Typically treasury bond yields are used to estimate the risk-free interest rate -- however, options traders prefer to use something called SOFR, the Secured Overnight Financing Rate. Traders also use LIBOR -- the London Inter-Bank Offered Rate -- but in recent years SOFR has been recommended as the preferred alternative. You can read more on the transition for LIBOR to SOFR in this article from the SEC.
In March 2020, when COVID lockdowns began around the world, the Federal Reserve dropped interest rates near zero. We can see this reflected in the above graph. Before the pandemic, we can see that interest rates normally hovered around 2 percent.

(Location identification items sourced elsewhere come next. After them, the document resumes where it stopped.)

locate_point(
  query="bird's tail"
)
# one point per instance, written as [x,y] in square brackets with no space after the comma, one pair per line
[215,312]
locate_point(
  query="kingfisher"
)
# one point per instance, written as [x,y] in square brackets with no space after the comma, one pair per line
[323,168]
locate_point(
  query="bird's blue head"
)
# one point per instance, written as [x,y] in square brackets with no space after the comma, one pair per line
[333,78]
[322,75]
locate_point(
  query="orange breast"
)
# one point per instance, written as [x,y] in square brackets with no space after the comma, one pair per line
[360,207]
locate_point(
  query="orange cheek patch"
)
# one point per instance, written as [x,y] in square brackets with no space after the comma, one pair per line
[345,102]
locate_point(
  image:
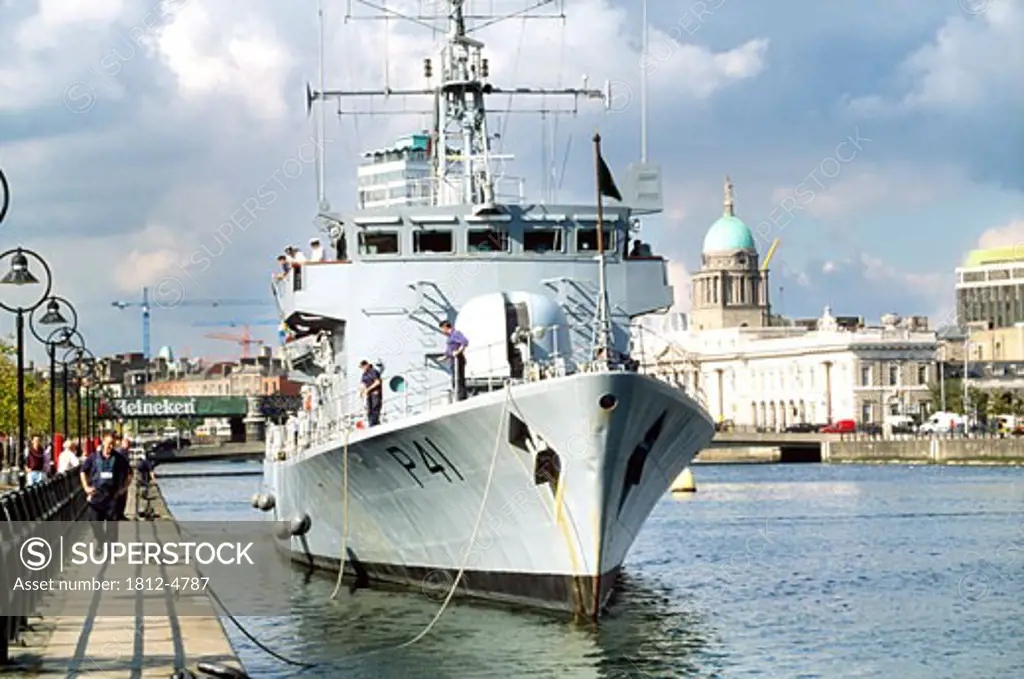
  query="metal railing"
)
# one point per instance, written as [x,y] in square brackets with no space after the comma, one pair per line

When everything was said and done, we began running tests on some random contracts. We noticed that between 10-15% of contracts cause our model to fail, as their market prices violated no-arbitrage bounds on an option's premium. Briefly, for in-the-money options the premium should never fall below the intrinsic (exercise) value, otherwise this would represent an arbitrage opportunity. (For out-of-the-money options the intrinsic value is zero, so this never happens.) For example, suppose a trader is buying one contract of TSLA211203C01020000: that is, a call on TSLA expiring on Dec 3 2021 with a strike price of $1020 per share. (See How To Read A Stock Options Ticker.) If the spot price for TSLA were $1140 and they were able to buy a contract at $100 per share, they could profit instantly by exercising, buying at the strike price of $1020 and selling at $1140, pocketing $120 per share and a net profit of $20 per share. This constitutes arbitrage, something our pricing model assumes doesn't exist in the real world.

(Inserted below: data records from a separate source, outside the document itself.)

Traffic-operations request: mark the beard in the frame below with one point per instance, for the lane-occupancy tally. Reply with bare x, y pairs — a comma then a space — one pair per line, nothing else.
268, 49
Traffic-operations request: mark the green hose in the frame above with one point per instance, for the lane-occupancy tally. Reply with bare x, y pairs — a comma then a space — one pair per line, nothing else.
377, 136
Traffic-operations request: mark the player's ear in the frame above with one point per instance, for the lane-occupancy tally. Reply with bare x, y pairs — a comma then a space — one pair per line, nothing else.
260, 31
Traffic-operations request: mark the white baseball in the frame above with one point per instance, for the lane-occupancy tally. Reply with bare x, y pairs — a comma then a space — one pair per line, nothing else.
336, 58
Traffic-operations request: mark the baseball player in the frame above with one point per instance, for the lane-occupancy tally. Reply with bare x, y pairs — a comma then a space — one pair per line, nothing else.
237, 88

This reflects the difficulty of using the bid/ask midpoint as the input price. For in-the-money options, we observed a significant portion of contracts with bids that were below the intrinsic value. As in the above case, if someone were to actually sell to the buyer at such low bids, the buyer would be able to make money immediately by exercising. In a significant percent of cases this causes the midpoint to also fall below the intrinsic value, yielding an invalid input to our pricing model.
Researching and implementing a pricing model to compute implied volatility and Greeks taught us a lot about the options market. If you are just beginning to learn about options, we hope that the knowledge we gained will help you get started understanding how options -- and, more generally, derivatives -- are used. On the other hand, if you are a more advanced user of options data, hopefully we can provide some transparency into how our data is computed and what that means for your use case. In any case, we look forward to sharing our experiences as we continue to add more quantitative measures to our product stack.